Den Liberalen standen in den Synoden, Pfarrvereinen und Kirchenregierungen massive konservative Mehrheiten entgegen. „Liberal“ galt hier als Synonym für „kirchenfeindlich“, wenn nicht gar „irreligiös“. Die kirchliche Orthodoxie – in Preußen bildete in den 1870er Jahren die schlagstarke Hofpredigerpartei ihre Vorhut – glaubte an Verschwörungen zwischen dem kirchlichen und politischen Liberalismus.

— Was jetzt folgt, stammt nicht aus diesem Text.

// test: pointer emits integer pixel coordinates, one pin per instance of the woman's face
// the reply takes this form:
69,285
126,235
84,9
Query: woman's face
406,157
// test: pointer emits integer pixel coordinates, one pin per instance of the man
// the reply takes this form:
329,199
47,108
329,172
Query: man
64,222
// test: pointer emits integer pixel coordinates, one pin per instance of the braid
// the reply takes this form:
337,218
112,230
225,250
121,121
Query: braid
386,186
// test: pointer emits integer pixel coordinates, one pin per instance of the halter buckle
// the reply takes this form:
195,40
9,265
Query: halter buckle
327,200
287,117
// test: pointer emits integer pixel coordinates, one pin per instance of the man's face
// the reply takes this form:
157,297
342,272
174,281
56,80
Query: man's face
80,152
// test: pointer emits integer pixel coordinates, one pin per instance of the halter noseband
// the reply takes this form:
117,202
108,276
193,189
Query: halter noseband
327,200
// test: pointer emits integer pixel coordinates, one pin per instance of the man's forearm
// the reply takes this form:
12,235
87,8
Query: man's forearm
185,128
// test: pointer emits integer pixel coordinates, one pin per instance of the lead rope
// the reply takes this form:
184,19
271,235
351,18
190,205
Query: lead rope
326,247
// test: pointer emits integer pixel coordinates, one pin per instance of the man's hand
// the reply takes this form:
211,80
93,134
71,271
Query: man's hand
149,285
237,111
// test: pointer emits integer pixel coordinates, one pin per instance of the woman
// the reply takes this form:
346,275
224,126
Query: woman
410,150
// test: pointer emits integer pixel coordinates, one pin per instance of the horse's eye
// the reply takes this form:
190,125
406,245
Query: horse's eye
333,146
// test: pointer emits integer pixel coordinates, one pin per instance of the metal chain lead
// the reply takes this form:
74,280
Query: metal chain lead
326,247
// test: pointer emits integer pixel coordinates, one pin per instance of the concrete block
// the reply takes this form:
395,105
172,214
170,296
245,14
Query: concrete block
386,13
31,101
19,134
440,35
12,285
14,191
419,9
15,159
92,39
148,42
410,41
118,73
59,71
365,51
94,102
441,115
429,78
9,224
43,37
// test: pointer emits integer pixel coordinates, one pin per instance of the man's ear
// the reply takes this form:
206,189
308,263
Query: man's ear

Hofprediger Rudolf Kögel sprach in völliger Verkennung des tatsächlichen Einflusses der Liberalen von einer „Geheimregierung des Protestantenvereins“. Eher traf die „Geheimregierung“ auf die Hofpredigerpartei selber zu. Ihr gelang es, einen Präsidenten des Evangelischen Oberkirchenrates und einen Kultusminister zu stürzen und selbst Bismarck in die Parade zu fahren. 1875 bildete sich die Positive Union, geführt von Kögel und dem Magdeburger Generalsuperintendenten Leopold Schultze (1827–1893), eine scharf monarchistische und orthodoxe Gruppierung. Ihr Einfluss auf die kirchlichen Körperschaften war groß, zumal sie die Sympathie des Throns genoss. Kaiserin Augusta (1811–1890) schrieb am 11. Juni 1877 ihrem Ehemann Wilhelm I.: „Für Dich tritt nun die dreifache Veranlassung heran, die Evangelische Kirche zu schützen gegen den Angriff der Ungläubigen.“ Die Kaiserin meinte zwei aktuelle Personalfragen und eine Sachfrage, die Verteidigung des Glaubensbekenntnisses. „Diese dreifache Bestätigung der landesherrlichen Machtbefugnisse wird hoffentlich den Lichtfreunden beweisen, daß jetzt die Kirche noch nicht auf der abschüssigen Bahn der liberalen Gesetzgebung folgt“ (Besier, Preußischer Staat 119). Die Positive Union beherrschte bis 1888 in Preußen das Kirchenregiment.

Protestantenverein und Positive Union waren die herausragendsten Beispiele für die theologie- und kirchenpolitischen Frontbildungen im Kaiserreich. Flügelbildungen nach dem Muster „Links“, „Rechts“, „Mitte“ waren zeittypisch in Preußen wie in Bayern, in Mecklenburg wie in Sachsen und anderswo, all dies mit den entsprechenden Vereins-, Synodal- und Publikationsstrukturen. Von Zeit zu Zeit erschütterten sogenannte „Streitfälle“ die ohnehin aufgeladene Atmosphäre. Genannt seien lediglich der Streit um die kirchliche und liturgische Geltung des „Apostolikums“ 1892/93, der Streit um Harnacks „Das Wesen des Christentums“ in der Zeit nach 1899, der „Babel-Bibel-Streit“ 1902/03 und der Streit um das preußische „Lehrbeanstandungsgesetz“ von 1910, besser bekannt als „Irrlehregesetz“, mit dem „Fall Jatho“ und dem „Fall Traub“.